解像度の話 72dpiと96dpi

写真の解像度に72dpiと96dpiという数値があるのは、主にコンピュータやディスプレイの歴史的経緯と、それぞれの用途の違いに由来しています。

https://windowsfaq.net/setting/change-screen-resolution/ より画像を引用

 

72dpiの由来
* 初期のMacintoshとディスプレイ: 72dpiは、Appleが開発した初期のMacintoshコンピュータのディスプレイ解像度に由来します。

当時のディスプレイは、1インチあたり72ドット(ピクセル)で表示することが一般的でした。これは、印刷業界で使われるポイント(1ポイントが約1/72インチ)という単位との互換性も考慮されていたと言われています。

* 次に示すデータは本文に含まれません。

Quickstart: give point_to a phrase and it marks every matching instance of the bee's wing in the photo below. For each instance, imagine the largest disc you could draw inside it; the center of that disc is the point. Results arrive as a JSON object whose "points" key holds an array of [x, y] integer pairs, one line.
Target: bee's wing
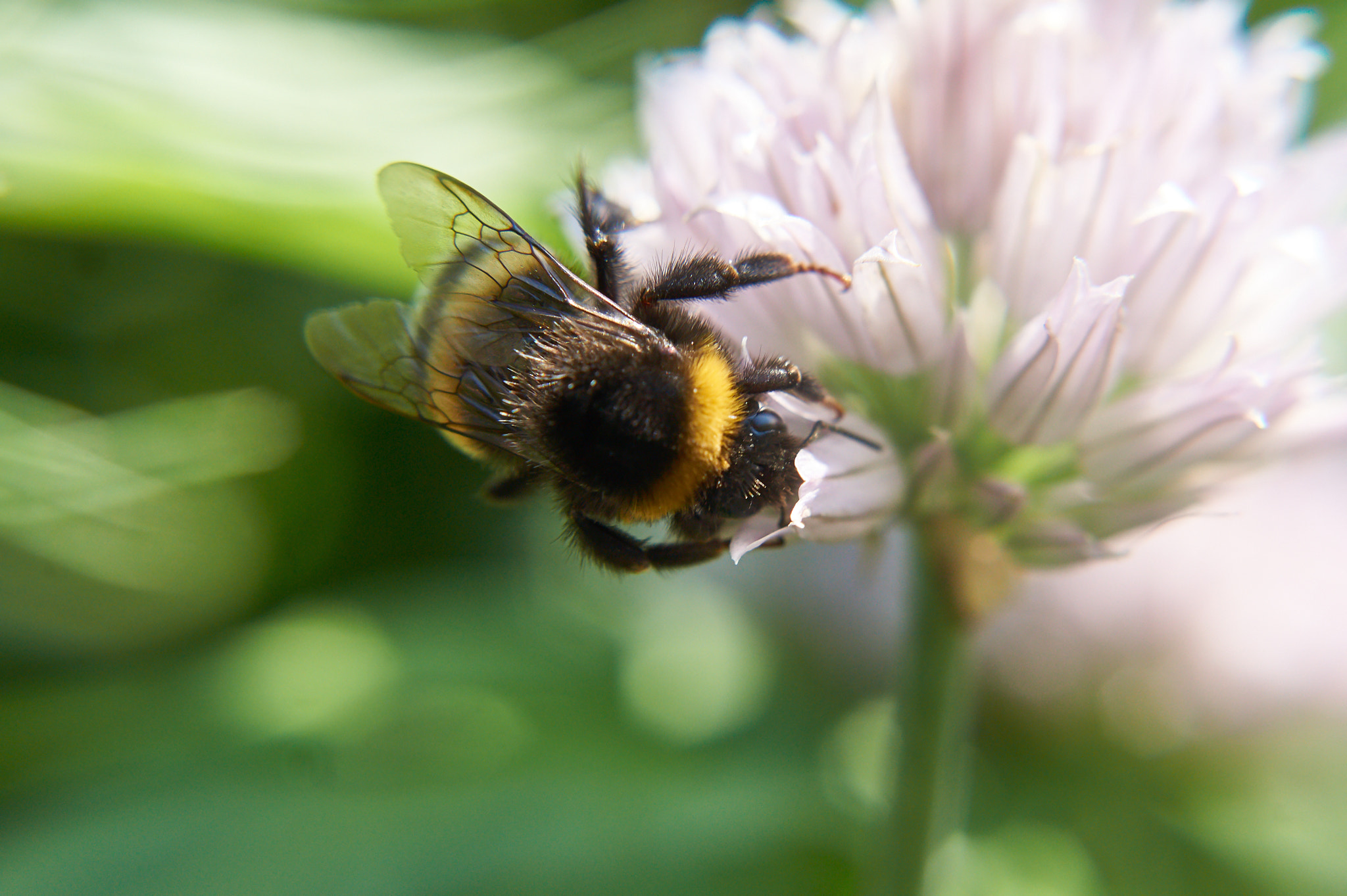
{"points": [[462, 245], [489, 290]]}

* Web画像の標準: この72dpiという数値は、Webサイトで表示される画像の標準的な解像度として広まりました。Web画像は、印刷物のように高精細である必要がなく、ファイルサイズを小さくして表示速度を優先するため、72dpiで十分とされてきました。実際には、Web画像はピクセル数(画像の縦横のドットの数)が重要であり、dpiは表示される画面の物理的な大きさによって変動するため、Web上では「72dpiだから高画質」というわけではありません。

 

96dpiの由来
* WindowsとPCディスプレイ: Microsoftが開発したWindows OSでは、初期の頃から96dpiが標準的な解像度として採用されました。

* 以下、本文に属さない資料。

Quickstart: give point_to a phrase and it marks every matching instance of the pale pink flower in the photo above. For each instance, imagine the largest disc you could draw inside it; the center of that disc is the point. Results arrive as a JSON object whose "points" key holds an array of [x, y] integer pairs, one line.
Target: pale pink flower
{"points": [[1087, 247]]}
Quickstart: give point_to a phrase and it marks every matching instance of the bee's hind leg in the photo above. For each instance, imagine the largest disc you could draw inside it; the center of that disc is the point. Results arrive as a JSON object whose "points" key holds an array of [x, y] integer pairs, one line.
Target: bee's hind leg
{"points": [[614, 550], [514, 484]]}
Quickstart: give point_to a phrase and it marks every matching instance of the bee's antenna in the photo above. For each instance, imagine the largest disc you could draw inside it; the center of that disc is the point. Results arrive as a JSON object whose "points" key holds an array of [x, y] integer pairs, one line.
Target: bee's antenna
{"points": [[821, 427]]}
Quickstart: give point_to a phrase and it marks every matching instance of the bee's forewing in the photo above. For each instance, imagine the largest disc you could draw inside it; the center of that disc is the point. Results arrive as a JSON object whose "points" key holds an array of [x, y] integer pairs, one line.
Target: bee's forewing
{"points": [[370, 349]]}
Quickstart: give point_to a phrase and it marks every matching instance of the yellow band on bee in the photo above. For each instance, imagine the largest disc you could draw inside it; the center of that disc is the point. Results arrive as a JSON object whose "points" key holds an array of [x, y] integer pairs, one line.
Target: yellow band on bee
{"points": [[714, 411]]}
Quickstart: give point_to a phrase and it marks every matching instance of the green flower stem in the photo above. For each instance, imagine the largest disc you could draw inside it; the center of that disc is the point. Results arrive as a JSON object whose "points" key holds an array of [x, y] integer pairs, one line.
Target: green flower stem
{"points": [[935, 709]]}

これは、当時のPCディスプレイの仕様や、印刷物とディスプレイで視覚的なサイズ感を調整するためなど、複数の要因が絡んで決定されたと言われています。72dpiの1.33倍(4/3倍)にあたるこの数値は、特にWindows環境で画像を作成する際に意識されることがあります。

なぜ両方が存在するのか、そして現在の状況
* 歴史的な慣習: これらの数値は、それぞれのプラットフォームや用途で長年使われてきたため、一種の慣習として定着しています。

* 用途の違い:
* Web/ディスプレイ表示: Webサイトやデジタルデバイスで写真を表示する場合、解像度(dpi)よりも、画像の総ピクセル数(例:1920x1080ピクセル)が重要です。ディスプレイの高性能化に伴い、高精細なディスプレイでは72dpiや96dpiといった概念があまり意味を持たなくなり、より高いピクセル密度のディスプレイも増えています。

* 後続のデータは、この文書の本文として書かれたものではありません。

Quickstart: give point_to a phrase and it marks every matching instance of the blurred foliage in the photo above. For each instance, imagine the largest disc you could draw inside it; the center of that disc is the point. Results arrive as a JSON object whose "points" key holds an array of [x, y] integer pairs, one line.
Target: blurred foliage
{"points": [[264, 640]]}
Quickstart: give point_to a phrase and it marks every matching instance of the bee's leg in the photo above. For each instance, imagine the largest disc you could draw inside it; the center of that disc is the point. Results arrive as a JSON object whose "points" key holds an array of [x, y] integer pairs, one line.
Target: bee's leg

* 印刷: 印刷物の場合は、より高精細な表現が求められるため、一般的に300dpiや350dpiといった高い解像度が必要です。

Web用の72dpiや96dpiの画像をそのまま印刷すると、粗くぼやけた仕上がりになることが多いです。

 

現在では、ディスプレイの多様化や高精細化が進み、必ずしも72dpiや96dpiにこだわる必要はなくなってきていますが、歴史的な背景としてこれらの数値が認識されています。

特にWeb画像の最適化や、印刷物とWebの使い分けにおいて、これらの解像度の概念が使われることがあります。